Milestone update from PR #4898:

• Extracted the sandbox mutation bucket into focused test/cli/ files (sandbox-mutations, sandbox-host-aliases, snapshot-shields).
• Added a follow-up commit extracting the onboard/setup/setup-spark/deploy/debug neighborhood into test/cli/onboard-debug.test.ts.
• test/cli.test.ts is down to about 5.6k lines after this step.
• Focused verification for the latest split passed: npx vitest run --project cli test/cli.test.ts test/cli/onboard-debug.test.ts, plus npm run typecheck:cli; pre-commit and pre-push hooks also passed.

Next planned bucket: logs/follow-mode tests, including the later plain-log and SIGINT stragglers called out in the timing analysis.

[cv]

Milestone update from PR #4898:

• Added a logs extraction commit: test/cli/logs.test.ts now owns the logs/audit/follow-mode tests, bridge-status helper coverage, plain-log passthrough, and SIGINT exit semantics.
• test/cli.test.ts is down to about 5.1k lines after the logs split.
• Focused verification for this split passed: npx vitest run --project cli test/cli.test.ts test/cli/logs.test.ts, plus npm run typecheck:cli; pre-commit and pre-push hooks also passed.

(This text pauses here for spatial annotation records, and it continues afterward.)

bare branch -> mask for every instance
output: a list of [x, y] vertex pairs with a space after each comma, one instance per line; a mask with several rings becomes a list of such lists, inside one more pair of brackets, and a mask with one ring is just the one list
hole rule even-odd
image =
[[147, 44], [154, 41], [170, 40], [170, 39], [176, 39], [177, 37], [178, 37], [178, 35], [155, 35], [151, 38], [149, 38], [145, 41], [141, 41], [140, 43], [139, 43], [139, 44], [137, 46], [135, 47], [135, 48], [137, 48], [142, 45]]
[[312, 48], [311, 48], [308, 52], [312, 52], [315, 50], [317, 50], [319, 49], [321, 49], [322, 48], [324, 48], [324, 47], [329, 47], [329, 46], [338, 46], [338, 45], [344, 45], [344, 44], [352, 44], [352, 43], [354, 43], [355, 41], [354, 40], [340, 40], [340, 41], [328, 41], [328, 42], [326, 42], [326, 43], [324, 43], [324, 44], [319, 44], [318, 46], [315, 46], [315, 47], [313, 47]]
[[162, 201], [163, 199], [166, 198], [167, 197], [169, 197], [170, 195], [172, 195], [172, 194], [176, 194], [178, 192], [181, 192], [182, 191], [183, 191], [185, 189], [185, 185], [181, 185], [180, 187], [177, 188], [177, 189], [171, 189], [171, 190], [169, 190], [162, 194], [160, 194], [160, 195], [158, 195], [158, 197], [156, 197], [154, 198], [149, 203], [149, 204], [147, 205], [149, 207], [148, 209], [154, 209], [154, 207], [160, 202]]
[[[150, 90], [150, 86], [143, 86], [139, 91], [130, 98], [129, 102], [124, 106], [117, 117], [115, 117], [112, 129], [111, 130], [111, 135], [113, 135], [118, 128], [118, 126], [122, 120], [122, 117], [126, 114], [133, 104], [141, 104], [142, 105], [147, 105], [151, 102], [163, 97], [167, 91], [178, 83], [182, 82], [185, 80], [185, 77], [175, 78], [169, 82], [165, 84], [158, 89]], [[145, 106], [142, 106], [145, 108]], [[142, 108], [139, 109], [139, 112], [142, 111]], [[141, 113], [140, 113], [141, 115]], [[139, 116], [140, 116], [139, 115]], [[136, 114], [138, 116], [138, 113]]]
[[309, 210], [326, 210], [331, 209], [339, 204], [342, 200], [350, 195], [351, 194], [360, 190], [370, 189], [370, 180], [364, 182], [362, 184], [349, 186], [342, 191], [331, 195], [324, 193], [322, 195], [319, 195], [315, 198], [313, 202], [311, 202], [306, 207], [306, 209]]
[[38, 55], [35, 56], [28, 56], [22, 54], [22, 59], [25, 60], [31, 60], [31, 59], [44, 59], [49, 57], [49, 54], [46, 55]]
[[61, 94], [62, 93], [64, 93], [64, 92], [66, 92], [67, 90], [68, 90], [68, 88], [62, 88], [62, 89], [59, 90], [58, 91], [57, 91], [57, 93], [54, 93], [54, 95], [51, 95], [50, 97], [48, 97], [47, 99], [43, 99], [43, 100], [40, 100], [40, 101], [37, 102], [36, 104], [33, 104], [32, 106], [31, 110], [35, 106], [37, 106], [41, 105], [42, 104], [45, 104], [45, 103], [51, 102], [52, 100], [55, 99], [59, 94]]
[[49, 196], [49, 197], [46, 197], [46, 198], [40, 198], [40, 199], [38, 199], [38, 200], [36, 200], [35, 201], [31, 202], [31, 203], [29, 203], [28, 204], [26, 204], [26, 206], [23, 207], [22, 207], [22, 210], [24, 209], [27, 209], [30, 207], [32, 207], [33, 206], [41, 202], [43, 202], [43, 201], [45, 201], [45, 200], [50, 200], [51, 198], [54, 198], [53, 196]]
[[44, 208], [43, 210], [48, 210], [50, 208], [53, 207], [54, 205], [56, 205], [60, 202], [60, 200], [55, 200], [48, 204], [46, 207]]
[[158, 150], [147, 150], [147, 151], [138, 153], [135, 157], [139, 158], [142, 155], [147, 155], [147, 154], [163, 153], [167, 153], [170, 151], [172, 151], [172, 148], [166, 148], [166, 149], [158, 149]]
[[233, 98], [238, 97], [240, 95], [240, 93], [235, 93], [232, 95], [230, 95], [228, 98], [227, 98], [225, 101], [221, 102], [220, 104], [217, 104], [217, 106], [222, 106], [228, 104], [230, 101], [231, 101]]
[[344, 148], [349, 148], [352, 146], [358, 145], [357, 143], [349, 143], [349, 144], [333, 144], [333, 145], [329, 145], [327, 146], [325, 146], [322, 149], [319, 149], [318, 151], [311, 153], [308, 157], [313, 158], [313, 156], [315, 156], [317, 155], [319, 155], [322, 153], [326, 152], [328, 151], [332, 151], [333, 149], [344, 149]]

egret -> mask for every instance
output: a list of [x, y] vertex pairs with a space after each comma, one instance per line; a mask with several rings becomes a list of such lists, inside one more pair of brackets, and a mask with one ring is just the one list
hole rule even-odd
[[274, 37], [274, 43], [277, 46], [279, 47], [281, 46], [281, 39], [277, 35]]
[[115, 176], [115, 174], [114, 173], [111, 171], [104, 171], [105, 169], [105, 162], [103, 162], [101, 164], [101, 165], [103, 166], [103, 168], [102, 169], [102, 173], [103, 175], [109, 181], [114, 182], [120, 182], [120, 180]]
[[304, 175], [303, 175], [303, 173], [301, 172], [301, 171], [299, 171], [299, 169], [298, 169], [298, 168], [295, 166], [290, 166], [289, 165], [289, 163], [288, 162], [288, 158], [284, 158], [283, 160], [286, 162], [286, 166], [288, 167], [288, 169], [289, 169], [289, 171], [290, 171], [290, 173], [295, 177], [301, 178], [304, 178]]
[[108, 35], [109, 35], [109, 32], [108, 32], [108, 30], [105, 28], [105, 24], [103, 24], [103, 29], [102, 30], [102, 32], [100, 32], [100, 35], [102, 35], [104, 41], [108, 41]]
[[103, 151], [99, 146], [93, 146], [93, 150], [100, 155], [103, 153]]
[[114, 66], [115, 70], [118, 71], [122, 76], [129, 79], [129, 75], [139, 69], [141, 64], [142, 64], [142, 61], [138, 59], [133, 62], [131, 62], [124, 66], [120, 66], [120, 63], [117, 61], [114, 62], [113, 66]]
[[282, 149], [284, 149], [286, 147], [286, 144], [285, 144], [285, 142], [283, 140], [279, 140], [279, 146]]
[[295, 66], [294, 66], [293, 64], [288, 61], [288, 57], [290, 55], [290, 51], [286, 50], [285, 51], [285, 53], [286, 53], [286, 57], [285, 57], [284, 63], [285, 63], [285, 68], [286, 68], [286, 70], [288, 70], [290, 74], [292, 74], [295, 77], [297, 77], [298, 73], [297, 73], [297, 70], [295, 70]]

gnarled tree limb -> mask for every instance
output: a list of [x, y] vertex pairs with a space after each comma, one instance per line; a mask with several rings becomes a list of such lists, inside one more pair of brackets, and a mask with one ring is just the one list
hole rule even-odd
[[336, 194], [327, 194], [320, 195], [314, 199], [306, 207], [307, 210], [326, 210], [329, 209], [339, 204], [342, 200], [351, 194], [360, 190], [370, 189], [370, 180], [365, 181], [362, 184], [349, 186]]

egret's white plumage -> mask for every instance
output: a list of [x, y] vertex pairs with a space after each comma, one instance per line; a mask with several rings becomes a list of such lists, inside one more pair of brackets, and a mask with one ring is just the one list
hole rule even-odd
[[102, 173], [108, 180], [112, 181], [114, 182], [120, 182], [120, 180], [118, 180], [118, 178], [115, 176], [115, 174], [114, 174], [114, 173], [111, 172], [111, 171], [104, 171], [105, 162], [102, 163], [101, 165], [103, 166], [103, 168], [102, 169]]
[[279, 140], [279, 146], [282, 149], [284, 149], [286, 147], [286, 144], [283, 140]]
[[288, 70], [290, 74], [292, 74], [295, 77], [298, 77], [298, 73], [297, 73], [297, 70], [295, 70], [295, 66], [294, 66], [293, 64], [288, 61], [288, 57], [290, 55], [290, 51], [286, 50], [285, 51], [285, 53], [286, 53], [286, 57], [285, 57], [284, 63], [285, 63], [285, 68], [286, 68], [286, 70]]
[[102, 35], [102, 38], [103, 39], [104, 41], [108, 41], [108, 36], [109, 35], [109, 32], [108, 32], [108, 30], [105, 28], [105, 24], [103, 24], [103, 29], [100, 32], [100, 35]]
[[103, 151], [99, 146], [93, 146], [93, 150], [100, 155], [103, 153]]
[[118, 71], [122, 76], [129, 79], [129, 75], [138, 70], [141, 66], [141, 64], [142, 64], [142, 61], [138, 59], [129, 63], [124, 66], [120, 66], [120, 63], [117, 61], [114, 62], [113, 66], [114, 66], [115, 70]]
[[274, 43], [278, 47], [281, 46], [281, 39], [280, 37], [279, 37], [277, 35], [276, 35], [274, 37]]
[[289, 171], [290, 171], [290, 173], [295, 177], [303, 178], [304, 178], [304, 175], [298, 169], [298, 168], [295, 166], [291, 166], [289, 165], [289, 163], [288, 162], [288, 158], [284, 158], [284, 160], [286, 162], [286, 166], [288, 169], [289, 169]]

Next planned bucket from the timing table: status/health or tunnel/credentials/maintenance/skills, depending on which current boundaries are cleanest after the prior extractions.

[cv]

Milestone update from PR #4898:

• Added a tunnel/credentials/maintenance/skills extraction commit: test/cli/tunnel-credentials-maintenance-skills.test.ts now owns the tunnel help/status coverage, credential command validation, maintenance command migration checks, and skill install/plugin-marker parsing tests.
• test/cli.test.ts is down to 4,879 lines after this split.
• Focused verification for this split passed: npx vitest run --project cli test/cli.test.ts test/cli/tunnel-credentials-maintenance-skills.test.ts, plus npm run typecheck:cli; commit and push hooks also passed.

Next planned bucket from the timing table: status-health, which is the largest remaining neighborhood still in test/cli.test.ts.